Tachyum, the trailblazing creator of Prodigy, the world’s first Universal Processor, has recently marked a significant achievement by successfully completing vector-based High-Performance LINPACK (HPL) testing on the Prodigy FPGA.
LINPACK, renowned for benchmarking supercomputers, gauges a system’s floating-point computing power by solving complex linear equations. Tachyum’s successful execution of 1kb vector-based HPL tests on Prodigy’s FPGA showcases a substantial leap in performance evaluation.
This accomplishment follows prior scalar LINPACK benchmarks, affirming Prodigy’s prowess with its IEEE-compliant scalar Floating-Point Unit (FPU). Tachyum has now progressed to demonstrate the capabilities of its vector unit, designed with cutting-edge features to deliver industry-leading performance.
Key to Prodigy’s exceptional performance is its vector unit, boasting two pipelines with a 1024b-wide data path. Executing 2x1K SIMD operations per cycle, Prodigy delivers an outstanding 32 double precision Fused IEEE floating-point multiply-add operations per cycle, resulting in 64 double precision floating-point operations per core.
Moreover, Prodigy’s innovative memory access micro-architecture supports unaligned data, ensuring optimal processing without the performance penalties seen in other architectures. These features, combined with high clock rates, position Tachyum to lead in vectorized data processing performance.
Dr. Radoslav Danilak, Tachyum’s CEO, highlighted the complexity of achieving such milestones in supercomputing, emphasizing the meticulous verification process, including ensuring correct wiring of vectors, accurate reporting of IEEE flags, and seamless data-shuffling vector operations.

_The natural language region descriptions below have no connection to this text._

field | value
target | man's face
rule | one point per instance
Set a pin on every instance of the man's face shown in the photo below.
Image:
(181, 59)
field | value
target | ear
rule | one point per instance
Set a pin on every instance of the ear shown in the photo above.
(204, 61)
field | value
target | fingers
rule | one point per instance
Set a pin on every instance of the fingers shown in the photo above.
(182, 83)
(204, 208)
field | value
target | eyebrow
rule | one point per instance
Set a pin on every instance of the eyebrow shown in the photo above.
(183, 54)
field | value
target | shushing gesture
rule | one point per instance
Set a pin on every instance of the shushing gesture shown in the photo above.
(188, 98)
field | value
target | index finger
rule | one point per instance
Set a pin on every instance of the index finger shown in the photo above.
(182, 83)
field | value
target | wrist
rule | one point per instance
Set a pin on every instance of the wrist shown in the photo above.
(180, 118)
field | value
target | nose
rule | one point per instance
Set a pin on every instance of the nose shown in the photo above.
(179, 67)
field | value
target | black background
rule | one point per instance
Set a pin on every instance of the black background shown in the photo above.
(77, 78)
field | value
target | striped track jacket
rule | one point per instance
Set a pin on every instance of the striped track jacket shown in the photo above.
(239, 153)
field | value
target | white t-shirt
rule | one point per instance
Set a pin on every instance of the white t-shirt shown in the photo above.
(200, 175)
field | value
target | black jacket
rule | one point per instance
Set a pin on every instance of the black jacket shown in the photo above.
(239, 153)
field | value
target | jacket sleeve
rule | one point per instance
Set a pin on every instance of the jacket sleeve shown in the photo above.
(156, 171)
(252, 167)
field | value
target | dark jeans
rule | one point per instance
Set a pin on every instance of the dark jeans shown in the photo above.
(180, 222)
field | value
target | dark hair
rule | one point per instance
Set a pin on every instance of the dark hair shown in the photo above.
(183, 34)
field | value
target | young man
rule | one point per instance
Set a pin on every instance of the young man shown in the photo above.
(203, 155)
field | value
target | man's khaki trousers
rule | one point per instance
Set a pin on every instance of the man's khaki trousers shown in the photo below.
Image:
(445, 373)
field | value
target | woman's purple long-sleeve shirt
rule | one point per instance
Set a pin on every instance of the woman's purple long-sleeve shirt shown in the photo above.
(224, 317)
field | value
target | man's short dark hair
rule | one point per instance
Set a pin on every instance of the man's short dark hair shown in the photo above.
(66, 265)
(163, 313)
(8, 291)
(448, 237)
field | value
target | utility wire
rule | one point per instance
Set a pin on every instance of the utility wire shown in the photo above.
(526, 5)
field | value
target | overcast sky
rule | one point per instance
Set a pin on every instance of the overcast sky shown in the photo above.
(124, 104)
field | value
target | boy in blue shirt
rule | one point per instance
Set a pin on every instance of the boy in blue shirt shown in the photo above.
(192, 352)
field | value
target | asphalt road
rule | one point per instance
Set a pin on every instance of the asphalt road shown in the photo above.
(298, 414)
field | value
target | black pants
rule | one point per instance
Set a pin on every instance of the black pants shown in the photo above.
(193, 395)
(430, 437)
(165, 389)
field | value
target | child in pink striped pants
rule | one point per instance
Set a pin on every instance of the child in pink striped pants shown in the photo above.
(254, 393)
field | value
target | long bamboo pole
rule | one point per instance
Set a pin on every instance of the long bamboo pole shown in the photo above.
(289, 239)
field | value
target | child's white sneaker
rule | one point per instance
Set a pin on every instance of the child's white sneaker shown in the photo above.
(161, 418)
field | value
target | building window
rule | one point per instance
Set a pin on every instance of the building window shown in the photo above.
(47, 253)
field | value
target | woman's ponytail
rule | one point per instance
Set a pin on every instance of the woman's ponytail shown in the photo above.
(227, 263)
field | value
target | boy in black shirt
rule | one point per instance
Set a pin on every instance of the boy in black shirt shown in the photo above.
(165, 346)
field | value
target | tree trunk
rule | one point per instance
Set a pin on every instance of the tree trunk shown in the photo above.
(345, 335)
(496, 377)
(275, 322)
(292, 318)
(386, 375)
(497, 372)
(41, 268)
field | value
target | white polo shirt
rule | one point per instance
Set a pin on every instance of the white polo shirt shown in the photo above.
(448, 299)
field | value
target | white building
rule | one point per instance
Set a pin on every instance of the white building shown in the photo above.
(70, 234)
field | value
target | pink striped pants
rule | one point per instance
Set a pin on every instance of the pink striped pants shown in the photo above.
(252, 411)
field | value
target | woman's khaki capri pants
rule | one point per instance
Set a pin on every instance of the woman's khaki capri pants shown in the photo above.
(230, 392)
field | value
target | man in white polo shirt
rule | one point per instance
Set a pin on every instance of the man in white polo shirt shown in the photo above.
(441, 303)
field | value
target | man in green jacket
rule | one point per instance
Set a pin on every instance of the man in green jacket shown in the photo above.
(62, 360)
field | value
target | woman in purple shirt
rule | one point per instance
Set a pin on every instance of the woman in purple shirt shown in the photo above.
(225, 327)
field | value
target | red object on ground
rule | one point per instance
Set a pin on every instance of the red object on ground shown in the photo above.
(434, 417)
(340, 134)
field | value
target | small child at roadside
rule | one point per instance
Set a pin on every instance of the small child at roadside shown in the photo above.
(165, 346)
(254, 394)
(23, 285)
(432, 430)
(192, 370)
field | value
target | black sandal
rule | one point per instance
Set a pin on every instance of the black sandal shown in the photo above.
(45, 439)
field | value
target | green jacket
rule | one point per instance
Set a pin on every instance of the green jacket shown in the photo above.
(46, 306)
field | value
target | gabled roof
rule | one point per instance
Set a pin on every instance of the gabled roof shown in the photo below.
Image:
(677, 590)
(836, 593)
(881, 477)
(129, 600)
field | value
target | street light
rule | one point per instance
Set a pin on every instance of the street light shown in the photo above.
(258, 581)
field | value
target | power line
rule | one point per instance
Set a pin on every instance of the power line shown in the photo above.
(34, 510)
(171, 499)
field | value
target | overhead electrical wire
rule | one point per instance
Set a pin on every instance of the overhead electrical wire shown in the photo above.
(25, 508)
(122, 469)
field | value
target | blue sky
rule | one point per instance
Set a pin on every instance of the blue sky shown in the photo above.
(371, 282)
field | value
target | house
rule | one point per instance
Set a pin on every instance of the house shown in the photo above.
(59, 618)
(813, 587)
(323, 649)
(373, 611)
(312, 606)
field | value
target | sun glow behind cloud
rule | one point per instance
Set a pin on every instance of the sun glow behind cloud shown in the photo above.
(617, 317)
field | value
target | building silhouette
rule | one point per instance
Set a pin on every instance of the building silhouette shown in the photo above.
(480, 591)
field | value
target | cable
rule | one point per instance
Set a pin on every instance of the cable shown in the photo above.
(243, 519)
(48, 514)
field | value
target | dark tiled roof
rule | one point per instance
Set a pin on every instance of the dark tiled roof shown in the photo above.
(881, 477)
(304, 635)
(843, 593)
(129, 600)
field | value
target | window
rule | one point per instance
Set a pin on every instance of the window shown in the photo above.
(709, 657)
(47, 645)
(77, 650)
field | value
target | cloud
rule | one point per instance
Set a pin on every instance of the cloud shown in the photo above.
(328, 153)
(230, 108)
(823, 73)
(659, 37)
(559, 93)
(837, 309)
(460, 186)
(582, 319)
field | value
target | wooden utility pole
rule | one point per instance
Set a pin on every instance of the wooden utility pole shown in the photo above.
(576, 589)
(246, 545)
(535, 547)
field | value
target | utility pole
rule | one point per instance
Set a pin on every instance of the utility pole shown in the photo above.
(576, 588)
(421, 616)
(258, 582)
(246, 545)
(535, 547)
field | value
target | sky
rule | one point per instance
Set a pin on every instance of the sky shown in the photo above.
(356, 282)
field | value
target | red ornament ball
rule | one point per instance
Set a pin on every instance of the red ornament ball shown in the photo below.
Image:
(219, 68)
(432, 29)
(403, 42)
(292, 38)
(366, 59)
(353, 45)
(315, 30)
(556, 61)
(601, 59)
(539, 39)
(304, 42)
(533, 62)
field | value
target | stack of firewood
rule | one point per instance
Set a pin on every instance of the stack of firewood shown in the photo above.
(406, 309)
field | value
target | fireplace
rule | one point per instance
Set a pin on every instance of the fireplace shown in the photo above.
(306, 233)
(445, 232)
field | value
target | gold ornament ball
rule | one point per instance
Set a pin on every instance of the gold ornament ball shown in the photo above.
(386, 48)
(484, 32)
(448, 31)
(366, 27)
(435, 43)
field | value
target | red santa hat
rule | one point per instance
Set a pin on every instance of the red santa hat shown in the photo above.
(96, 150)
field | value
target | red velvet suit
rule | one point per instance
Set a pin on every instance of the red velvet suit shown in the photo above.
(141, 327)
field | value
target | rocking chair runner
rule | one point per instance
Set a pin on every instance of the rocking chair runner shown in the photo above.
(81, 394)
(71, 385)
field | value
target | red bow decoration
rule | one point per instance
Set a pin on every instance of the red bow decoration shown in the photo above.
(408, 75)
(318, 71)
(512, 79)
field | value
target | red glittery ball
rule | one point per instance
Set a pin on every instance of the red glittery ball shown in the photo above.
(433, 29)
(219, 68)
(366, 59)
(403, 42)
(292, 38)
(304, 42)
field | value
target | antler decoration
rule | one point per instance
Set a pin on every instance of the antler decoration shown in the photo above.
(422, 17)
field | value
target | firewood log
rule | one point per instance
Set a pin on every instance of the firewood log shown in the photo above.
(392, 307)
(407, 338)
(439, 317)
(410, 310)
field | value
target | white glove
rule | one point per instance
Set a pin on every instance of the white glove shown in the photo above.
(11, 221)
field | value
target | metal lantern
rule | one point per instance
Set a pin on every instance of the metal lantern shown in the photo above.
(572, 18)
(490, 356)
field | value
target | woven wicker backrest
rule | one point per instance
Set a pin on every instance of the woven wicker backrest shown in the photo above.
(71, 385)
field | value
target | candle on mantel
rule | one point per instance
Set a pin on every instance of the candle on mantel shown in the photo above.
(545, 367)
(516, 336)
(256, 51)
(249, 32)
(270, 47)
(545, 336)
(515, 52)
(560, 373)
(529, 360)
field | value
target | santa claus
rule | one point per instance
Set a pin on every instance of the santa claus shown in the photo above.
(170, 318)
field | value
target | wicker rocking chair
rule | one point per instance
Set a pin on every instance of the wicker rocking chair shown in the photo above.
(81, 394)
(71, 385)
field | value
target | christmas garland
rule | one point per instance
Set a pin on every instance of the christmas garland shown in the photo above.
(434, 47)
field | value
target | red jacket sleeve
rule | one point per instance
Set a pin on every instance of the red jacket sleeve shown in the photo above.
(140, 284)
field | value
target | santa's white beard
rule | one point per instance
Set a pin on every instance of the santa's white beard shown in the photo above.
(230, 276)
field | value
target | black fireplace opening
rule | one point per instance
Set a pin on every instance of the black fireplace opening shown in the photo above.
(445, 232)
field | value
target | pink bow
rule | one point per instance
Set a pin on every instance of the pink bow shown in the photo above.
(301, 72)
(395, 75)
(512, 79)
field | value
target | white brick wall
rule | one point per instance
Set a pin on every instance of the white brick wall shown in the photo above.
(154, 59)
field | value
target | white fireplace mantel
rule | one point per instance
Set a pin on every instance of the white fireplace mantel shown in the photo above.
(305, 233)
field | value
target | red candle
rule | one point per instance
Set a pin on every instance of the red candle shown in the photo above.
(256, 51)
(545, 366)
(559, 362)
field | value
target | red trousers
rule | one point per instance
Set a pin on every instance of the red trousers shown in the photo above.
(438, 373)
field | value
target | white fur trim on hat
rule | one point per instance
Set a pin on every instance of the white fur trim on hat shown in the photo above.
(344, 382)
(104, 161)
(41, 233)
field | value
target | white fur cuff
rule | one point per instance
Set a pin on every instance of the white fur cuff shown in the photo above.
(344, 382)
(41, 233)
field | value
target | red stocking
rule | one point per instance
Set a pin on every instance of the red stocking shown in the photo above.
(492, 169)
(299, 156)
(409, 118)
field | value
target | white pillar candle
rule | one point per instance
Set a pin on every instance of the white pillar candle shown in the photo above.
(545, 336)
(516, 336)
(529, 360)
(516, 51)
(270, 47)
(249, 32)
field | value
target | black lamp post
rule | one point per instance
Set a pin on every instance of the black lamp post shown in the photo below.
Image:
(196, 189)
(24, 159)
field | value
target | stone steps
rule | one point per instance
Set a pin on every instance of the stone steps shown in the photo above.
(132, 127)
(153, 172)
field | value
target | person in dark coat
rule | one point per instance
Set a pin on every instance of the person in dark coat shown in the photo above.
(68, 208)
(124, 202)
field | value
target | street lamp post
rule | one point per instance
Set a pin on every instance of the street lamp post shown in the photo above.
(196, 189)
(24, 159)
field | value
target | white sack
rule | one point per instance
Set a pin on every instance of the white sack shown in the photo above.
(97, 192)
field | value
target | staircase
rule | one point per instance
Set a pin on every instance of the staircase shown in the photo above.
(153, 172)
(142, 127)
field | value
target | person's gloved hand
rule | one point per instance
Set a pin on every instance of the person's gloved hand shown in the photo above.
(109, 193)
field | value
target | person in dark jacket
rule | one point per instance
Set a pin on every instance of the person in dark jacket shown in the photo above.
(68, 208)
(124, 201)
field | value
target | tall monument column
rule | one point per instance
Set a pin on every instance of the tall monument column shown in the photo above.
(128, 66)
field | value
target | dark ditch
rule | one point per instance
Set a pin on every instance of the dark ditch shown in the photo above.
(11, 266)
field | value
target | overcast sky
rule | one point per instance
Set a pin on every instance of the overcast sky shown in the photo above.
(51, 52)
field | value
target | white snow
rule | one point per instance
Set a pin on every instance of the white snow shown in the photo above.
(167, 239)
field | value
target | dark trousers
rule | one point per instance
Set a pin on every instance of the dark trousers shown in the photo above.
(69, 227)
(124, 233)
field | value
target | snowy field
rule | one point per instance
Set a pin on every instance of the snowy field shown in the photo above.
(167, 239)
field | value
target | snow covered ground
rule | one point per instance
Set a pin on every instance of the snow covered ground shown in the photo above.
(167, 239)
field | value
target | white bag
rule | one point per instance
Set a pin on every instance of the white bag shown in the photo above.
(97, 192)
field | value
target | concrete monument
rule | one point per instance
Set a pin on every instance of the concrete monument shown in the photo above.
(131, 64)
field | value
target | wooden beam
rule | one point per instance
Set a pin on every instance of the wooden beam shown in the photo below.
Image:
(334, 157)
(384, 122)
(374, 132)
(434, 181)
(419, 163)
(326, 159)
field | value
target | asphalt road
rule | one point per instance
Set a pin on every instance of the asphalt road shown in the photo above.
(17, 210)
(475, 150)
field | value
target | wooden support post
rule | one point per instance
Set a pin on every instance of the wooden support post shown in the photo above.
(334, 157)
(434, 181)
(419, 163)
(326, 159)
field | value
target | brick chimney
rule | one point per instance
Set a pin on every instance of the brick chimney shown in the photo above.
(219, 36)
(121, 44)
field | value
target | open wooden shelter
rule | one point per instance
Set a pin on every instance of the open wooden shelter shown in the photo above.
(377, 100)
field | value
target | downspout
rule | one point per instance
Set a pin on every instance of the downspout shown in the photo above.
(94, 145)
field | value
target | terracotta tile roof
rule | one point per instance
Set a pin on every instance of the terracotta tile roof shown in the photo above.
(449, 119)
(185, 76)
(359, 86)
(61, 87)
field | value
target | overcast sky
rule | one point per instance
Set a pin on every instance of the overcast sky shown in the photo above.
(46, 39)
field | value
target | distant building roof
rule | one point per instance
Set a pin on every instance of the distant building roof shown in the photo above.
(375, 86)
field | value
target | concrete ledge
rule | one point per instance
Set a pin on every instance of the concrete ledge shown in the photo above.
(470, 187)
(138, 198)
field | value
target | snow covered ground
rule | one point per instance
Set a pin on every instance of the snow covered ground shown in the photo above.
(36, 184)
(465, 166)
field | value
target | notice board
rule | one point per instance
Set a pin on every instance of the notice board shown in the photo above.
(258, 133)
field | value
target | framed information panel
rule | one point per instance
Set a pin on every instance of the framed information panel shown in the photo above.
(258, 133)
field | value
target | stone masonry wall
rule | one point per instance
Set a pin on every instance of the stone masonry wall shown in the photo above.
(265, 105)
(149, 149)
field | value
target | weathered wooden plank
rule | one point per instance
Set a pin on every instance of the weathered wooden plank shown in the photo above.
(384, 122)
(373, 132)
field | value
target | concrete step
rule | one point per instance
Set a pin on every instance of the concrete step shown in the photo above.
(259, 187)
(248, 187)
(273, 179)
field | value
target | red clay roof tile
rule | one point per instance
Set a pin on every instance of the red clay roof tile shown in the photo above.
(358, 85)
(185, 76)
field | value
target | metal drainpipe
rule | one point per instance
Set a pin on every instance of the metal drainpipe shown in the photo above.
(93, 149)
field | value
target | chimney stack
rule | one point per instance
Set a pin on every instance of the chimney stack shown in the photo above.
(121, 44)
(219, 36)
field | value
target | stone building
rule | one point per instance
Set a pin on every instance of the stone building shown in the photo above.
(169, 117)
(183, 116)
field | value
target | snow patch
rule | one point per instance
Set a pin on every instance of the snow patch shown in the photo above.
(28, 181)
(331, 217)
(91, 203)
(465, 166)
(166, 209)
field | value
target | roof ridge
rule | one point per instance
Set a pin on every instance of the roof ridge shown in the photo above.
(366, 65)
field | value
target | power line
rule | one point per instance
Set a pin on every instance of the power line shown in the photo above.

Tachyum’s focus now shifts towards finalizing vector unit verification and testing with FPU for AI matrix operations. Dr. Danilak expressed confidence in moving toward volume production in 2024, aiming to fulfill a multibillion-dollar sales pipeline.
The Prodigy-powered data center servers offer versatility across computational domains, seamlessly transitioning between AI/ML, HPC, and cloud workloads on a singular architecture. This versatility eliminates the need for dedicated AI hardware, significantly reducing costs while delivering unparalleled data center performance, power efficiency, and economics.
Prodigy integrates 192 high-performance custom-designed 64-bit compute cores, outperforming x86 processors by up to 4.5 times for cloud workloads, 3 times that of the highest-performing GPUs for HPC, and 6 times for AI applications.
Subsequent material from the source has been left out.